Putting aside how turbo-fucked the current situation is with historic, never before charted levels of unaffordability, even in normal times, the struggle to save up a down payment faster than housing prices are rising is real. My whole 20's and 30's was spent in an effort to save 20% down for a property, scrimping, saving, budgeting, getting set back, while my goal moved further away from me faster than I could catch up. This as a single man, with no family, making a generous middle class salary, and being rather frugal.

And yet, as soon as I finally got close enough to make one last valiant push and leap across the finish line in 2021, thank god, things went and got so bad, if I hadn't, it's unlikely I ever would have bought a home. I'm not sure I'd want to become a first time home owner in my 50s!

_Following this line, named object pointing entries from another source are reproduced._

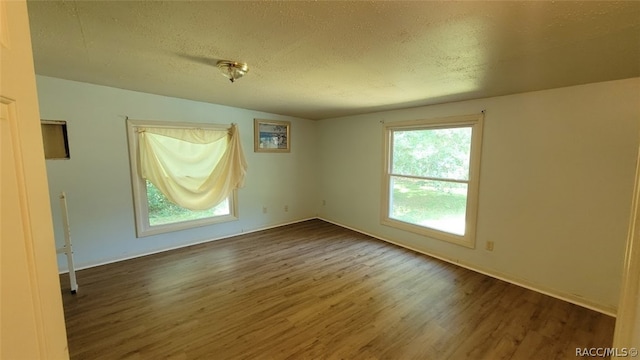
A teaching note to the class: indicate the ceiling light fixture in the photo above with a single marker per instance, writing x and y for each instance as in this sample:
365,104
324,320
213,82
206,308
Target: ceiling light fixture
232,70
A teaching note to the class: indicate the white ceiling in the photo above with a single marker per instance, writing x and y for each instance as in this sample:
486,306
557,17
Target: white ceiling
318,60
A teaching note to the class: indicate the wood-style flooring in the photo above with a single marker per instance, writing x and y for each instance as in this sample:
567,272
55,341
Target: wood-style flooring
314,290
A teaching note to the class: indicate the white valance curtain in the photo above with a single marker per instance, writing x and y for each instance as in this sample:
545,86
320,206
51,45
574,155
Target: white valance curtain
194,168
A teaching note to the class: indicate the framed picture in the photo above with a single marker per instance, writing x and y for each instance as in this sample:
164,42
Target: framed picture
271,136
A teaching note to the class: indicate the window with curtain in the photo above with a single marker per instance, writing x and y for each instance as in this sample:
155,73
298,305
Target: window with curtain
184,175
431,177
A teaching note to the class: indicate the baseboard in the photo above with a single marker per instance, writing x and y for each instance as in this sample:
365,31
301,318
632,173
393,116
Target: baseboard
604,309
187,245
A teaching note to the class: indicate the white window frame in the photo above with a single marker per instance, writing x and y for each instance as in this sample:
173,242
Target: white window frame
140,201
475,122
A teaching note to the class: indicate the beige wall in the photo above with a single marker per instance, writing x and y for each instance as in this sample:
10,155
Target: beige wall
97,178
556,180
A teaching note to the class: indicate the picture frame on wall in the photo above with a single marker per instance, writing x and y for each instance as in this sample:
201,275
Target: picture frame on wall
271,136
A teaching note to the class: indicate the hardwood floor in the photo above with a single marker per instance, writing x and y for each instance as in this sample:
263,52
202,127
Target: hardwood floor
313,290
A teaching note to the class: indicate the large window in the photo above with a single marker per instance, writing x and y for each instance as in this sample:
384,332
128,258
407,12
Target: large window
183,175
431,177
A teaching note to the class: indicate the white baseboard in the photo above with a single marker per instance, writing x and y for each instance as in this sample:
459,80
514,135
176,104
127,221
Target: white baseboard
608,310
574,299
242,232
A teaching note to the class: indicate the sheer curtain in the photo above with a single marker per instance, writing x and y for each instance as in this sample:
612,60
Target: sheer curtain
194,168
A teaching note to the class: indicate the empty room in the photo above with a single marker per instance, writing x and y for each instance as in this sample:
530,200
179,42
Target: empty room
320,180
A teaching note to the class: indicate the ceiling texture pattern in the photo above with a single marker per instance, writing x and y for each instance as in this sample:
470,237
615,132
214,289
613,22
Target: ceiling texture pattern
318,60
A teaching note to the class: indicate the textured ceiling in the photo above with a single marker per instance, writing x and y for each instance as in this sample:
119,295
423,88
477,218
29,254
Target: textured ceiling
319,60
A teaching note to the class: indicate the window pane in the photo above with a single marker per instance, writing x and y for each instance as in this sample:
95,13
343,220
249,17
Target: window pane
436,153
162,211
439,205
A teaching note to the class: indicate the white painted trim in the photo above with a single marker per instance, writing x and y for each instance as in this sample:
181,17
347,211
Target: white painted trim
476,123
139,188
491,273
604,309
242,232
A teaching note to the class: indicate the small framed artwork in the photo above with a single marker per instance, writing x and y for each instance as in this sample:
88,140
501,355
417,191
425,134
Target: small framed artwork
271,136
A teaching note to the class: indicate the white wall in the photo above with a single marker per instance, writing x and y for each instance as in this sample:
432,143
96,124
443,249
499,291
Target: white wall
555,186
556,181
97,177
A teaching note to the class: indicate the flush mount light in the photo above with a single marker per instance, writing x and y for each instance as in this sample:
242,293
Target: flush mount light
232,70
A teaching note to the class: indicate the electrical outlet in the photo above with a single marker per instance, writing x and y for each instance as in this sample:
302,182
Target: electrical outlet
489,246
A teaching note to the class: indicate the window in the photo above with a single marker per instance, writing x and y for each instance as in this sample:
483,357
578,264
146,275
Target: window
183,175
431,177
54,139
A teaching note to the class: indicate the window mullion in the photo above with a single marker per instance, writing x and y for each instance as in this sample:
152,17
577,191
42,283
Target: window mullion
460,181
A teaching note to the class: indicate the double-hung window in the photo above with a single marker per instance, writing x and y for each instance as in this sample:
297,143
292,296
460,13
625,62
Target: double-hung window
184,175
431,175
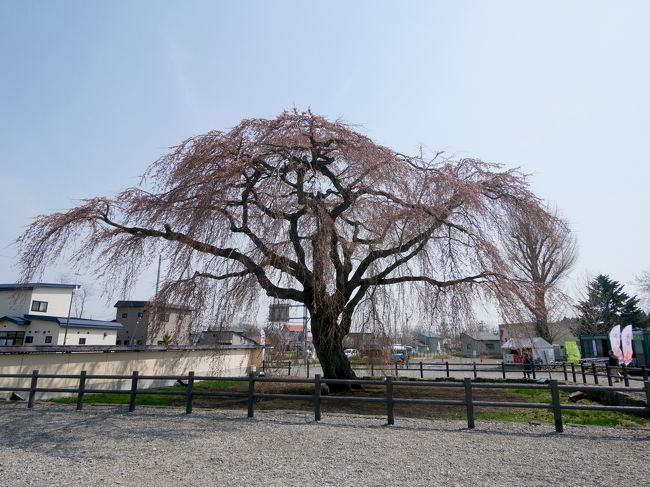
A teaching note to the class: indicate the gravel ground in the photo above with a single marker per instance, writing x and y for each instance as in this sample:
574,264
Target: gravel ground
55,445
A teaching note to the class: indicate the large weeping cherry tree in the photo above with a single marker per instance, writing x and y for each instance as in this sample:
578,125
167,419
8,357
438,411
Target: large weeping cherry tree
302,209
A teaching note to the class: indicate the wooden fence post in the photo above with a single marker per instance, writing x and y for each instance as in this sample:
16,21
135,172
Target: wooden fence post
190,393
134,390
557,410
532,367
390,405
251,395
32,389
82,390
469,404
317,398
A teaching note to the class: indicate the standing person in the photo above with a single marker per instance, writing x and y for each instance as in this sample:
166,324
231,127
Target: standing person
613,362
527,365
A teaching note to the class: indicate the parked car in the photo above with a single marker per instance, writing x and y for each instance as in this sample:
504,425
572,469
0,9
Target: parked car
351,352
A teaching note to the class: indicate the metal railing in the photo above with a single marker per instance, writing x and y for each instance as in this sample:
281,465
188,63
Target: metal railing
316,398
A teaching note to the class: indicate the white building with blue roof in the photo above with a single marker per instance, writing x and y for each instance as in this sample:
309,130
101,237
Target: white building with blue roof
37,314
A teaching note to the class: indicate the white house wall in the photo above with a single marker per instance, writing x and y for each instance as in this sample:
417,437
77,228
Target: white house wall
15,302
58,301
40,329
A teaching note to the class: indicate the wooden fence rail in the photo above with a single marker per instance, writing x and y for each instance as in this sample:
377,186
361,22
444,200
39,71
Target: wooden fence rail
568,370
389,397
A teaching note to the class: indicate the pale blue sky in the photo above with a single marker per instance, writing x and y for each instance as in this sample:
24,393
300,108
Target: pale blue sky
92,92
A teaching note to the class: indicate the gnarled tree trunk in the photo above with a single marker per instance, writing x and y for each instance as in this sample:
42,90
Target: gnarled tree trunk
328,342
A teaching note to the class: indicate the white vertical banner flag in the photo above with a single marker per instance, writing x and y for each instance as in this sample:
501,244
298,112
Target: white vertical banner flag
626,339
615,341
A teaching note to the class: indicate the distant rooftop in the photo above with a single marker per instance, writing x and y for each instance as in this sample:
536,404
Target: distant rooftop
483,336
143,304
26,286
73,322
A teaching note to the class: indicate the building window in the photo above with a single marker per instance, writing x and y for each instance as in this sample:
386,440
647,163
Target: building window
40,306
12,337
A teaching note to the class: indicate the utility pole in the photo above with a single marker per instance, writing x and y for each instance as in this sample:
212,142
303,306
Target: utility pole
304,333
158,275
67,322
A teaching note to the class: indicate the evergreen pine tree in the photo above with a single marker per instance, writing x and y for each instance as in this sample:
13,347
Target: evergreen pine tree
607,305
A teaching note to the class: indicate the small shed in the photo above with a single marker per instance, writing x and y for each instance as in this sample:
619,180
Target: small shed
542,351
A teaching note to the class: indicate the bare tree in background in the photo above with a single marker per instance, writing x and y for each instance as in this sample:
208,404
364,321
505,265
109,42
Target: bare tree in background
541,251
303,209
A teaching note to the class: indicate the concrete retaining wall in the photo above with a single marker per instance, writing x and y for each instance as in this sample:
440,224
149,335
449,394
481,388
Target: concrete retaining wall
229,362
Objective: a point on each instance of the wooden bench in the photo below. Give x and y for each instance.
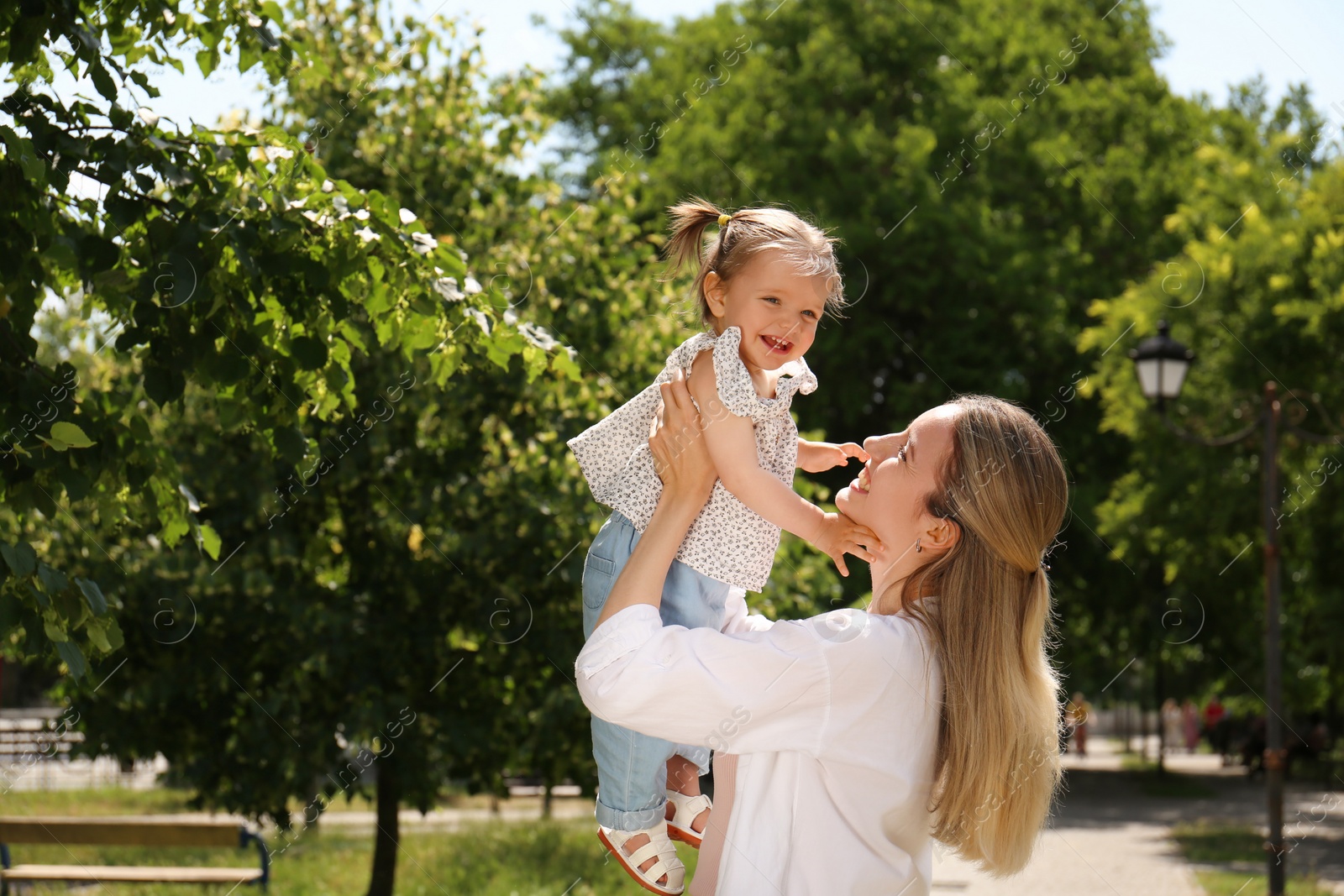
(161, 831)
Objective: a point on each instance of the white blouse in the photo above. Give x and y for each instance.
(835, 723)
(729, 540)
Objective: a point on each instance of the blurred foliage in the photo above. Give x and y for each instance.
(995, 174)
(219, 258)
(1258, 291)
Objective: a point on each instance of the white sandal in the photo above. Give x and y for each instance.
(659, 846)
(687, 810)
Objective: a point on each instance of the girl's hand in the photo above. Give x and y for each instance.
(840, 535)
(680, 456)
(816, 457)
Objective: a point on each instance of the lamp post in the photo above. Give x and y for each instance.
(1162, 364)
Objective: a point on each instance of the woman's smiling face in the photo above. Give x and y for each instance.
(889, 493)
(776, 308)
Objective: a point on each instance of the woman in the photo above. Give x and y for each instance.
(847, 741)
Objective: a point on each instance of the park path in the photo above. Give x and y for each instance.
(1109, 839)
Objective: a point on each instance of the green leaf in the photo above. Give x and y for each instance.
(73, 658)
(93, 595)
(55, 443)
(29, 159)
(20, 558)
(71, 434)
(210, 540)
(207, 60)
(51, 578)
(102, 81)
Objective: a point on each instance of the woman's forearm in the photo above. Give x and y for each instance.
(647, 569)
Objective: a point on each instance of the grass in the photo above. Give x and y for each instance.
(491, 859)
(121, 801)
(1221, 844)
(1231, 883)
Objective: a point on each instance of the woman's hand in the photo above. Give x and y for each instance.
(680, 456)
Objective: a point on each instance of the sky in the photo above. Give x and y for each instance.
(1215, 43)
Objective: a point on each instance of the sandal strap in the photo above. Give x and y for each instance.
(687, 808)
(660, 846)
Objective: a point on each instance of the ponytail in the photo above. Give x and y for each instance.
(743, 234)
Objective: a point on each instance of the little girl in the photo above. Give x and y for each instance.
(763, 286)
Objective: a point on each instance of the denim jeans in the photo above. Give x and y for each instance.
(632, 768)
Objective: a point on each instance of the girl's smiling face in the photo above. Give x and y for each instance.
(776, 308)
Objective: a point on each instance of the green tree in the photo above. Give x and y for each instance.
(223, 258)
(1256, 291)
(991, 176)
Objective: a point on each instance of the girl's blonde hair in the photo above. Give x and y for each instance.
(743, 235)
(998, 762)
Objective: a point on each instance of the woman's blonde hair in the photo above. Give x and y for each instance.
(743, 234)
(998, 762)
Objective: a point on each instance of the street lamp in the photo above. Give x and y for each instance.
(1162, 363)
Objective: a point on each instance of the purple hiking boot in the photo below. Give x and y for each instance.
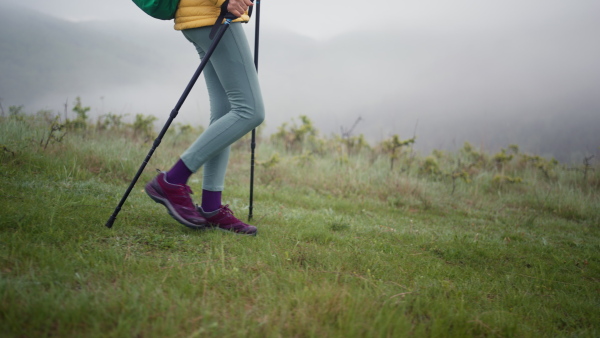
(223, 219)
(176, 198)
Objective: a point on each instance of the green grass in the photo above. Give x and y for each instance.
(346, 247)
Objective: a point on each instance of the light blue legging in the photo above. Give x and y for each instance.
(236, 105)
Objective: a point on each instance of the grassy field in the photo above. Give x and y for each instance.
(354, 241)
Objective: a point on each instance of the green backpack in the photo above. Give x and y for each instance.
(159, 9)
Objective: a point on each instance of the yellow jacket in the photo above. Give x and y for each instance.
(200, 13)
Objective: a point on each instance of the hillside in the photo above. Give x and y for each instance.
(452, 245)
(527, 85)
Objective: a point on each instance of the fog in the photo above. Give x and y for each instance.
(492, 73)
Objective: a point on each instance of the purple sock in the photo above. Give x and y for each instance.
(211, 200)
(179, 174)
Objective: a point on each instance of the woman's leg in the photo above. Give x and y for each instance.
(236, 102)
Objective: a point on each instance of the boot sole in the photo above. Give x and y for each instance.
(154, 195)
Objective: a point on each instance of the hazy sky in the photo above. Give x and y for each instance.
(436, 60)
(323, 19)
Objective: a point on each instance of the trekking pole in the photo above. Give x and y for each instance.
(221, 31)
(253, 141)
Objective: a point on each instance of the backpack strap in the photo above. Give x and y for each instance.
(224, 15)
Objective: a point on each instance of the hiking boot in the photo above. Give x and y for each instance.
(223, 219)
(176, 198)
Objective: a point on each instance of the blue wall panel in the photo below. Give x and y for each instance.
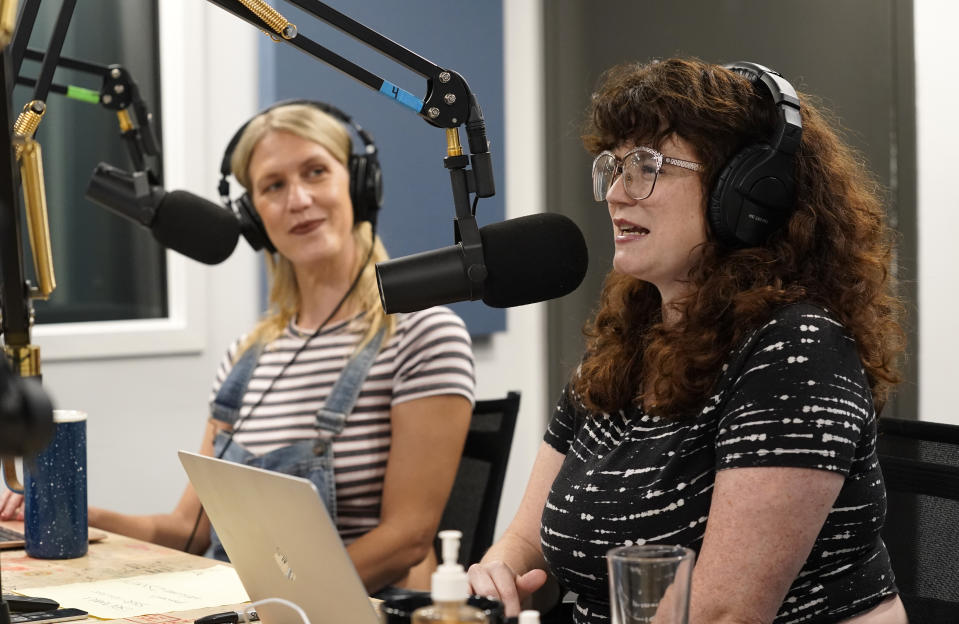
(462, 35)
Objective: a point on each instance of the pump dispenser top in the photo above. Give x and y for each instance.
(449, 589)
(449, 581)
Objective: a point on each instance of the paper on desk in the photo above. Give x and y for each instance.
(149, 593)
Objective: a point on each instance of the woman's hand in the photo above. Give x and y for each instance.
(497, 580)
(11, 506)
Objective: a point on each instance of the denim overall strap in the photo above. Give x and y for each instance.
(332, 416)
(226, 405)
(309, 459)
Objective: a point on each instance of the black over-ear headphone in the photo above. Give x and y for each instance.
(366, 180)
(755, 192)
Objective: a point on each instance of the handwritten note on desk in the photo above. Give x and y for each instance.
(149, 593)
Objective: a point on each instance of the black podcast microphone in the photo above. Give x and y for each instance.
(528, 259)
(179, 220)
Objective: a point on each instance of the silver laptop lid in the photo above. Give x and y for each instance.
(282, 542)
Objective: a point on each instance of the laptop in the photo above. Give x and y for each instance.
(281, 541)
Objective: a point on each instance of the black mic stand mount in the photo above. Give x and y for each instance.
(448, 104)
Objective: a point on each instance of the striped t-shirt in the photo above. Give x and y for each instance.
(794, 394)
(428, 355)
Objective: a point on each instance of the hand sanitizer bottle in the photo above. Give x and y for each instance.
(449, 590)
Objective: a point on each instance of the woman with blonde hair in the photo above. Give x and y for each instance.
(374, 409)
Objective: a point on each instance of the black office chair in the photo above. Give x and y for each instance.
(474, 500)
(920, 464)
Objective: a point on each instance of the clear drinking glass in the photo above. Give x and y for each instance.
(649, 584)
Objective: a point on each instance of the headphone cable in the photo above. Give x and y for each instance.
(316, 332)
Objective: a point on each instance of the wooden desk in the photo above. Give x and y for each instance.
(112, 558)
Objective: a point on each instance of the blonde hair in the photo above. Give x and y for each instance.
(312, 124)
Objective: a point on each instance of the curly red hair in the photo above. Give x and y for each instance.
(835, 249)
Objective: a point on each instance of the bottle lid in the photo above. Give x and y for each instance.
(528, 616)
(449, 582)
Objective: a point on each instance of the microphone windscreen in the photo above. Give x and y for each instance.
(532, 258)
(195, 227)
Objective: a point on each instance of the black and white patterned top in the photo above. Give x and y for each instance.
(794, 394)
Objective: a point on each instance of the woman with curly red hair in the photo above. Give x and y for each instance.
(744, 343)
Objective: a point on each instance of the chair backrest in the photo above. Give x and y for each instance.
(474, 500)
(920, 465)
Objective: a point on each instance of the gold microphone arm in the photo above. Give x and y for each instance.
(38, 225)
(34, 196)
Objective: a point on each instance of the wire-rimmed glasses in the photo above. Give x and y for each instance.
(640, 168)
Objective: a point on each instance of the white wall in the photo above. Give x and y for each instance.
(937, 139)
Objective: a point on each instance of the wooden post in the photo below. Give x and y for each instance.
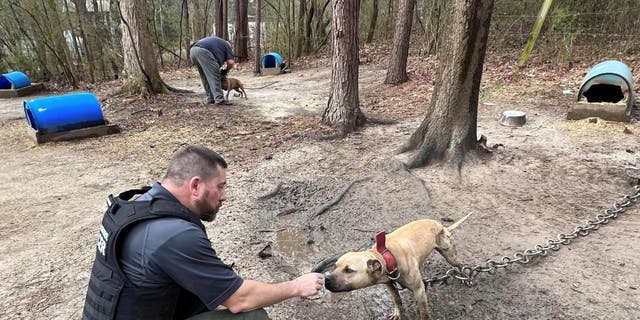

But, thanks to the benefits of a 30y fixed rate mortgage, a true luxury that exist almost singly in the United States, my largest expense is now greatly shielded from inflation. My mortgage has crept up $200/month for taxes and insurance, but equivalent rent where I used to live has shot up closer to $1000! And that's money right back into my pocket I'm now investing, getting even further ahead. The degree to which this single decision secured not just my future, but my ability to contribute to the future of my children, cannot possibly be overstated.

The worst part is, almost every solution I hear about is worse than things currently are. The complete and total failures of rent control are well known. Subsidized housing annihilates cohesive pro-social communities faster than actual warfare. Building more housing seems like the most obvious solution, and yet economic incentives have basically gutted the economic viability of constructing starter homes. And unfucking that quagmire, where the cost of land, materials, permitting and labor strongly incentives only "luxury" homes to be built and sold seems as likely to run into the same perverse incentives that causes rent controls to always fail. It's like the only way out is for an apocalyptic reset, and to revert back to living in cheap, affordable mud huts on whatever land your tribe can secure through 3rd world brutal violence.

Tangent to all the point missing nit pickers who will chime in "You don't have to put 20% down!" I know. But the fees associated with all the other loan packages that allow you to not put 20% down seriously eat into the benefits of buying a house. Depending on the terms of your mortgage, the PMI may be something you are stuck with even after you've built up 20% equity in the home. It may require refinancing to rid yourself of, which in this rate environment is utterly retarded. To say nothing of how having that 20% down gives you a leg up in having your offer considered, probably second only to all cash offers. In a competitive environment it's a real asset.

Building housing is actually doable. Sure, starter homes will have to go for more than in previous generations, but you can still build them. Relaxing zoning restrictions also brings prices down.

Now that being said, there are places like New York which just don’t have much to be done, due to density.

Now that being said, there are places like New York which just don’t have much to be done, due to density.

Some of that is also due to changing standards of living: Manhattan has fewer residents now than a century ago.

Sure, but ‘let’s all be much poorer’ is a tough sell.

There are a tons of programs that are 0% down or 3% down for first time home buyers that have low cap PMI/no PMI or get rid of it at some equity goal like 20% paid off etc.... The fees don't even factor in. The saving 20% thing hasn't been true for almost 40 years. It doesn't make your offer more attractive than a higher one at 3%. Not in any way that matters, cash sales are nice because you can wave all kinds of stuff and get it done fast, anything else is mostly the same with some caveats. I'm glad you were able to get in when you did, but clearly you wanted to buy earlier, and you easily could have, even faster if you had done it with a partner. I didn't scrimp and save, I bought my first property in foreclosure with 5% down that I put on a credit card and they handed me a 15k check at closing.

Most people in the USA own houses, around 2/3rds, so is 1/3 of the population renting really a crisis? It is historically average for modern times.

Well, I suppose the government financing public housing projects again would at least alleviate the problem.

Then you're just paying through your taxes, and you're getting far less for your money.

Not if they become highly affordable crime-ridden dysfunctional wrecks that no one wants to live in, which already exist. The chances of these being remotely safe in any kind of current-day city is virtually nonexistent at this point.

I think it’s actually easy to fix housing. Voters don’t want to in blue states where I am guessing you are located.

You never directly build affordable housing. You build new high end housing. The old high end housing depreciates and in 20 years is affordable.

The only hard thing now is addiction to fiscal policy which drove up inflation and private investments (rates). Which curtails new construction where they let you build.

The other, non-governmental, issue is the Blue Tribe's desire to centralize everything in cities. As you concentrate more and more economic activity into a small space, the housing located near it naturally becomes more desirable and thus more expensive.

Even then you need significant geographical barriers limiting growth. Only a few places are Tokyo dense.

The thing that most surprised me about visiting Tokyo is that there are (tiny footprint) freestanding single family homes within walking distance of even the densest areas. It isn't all apartment blocks as far as the eye can see, although those are there.

Yes, Tokyo and Paris prove that you don't have to build 50-storey condos to reach the required density.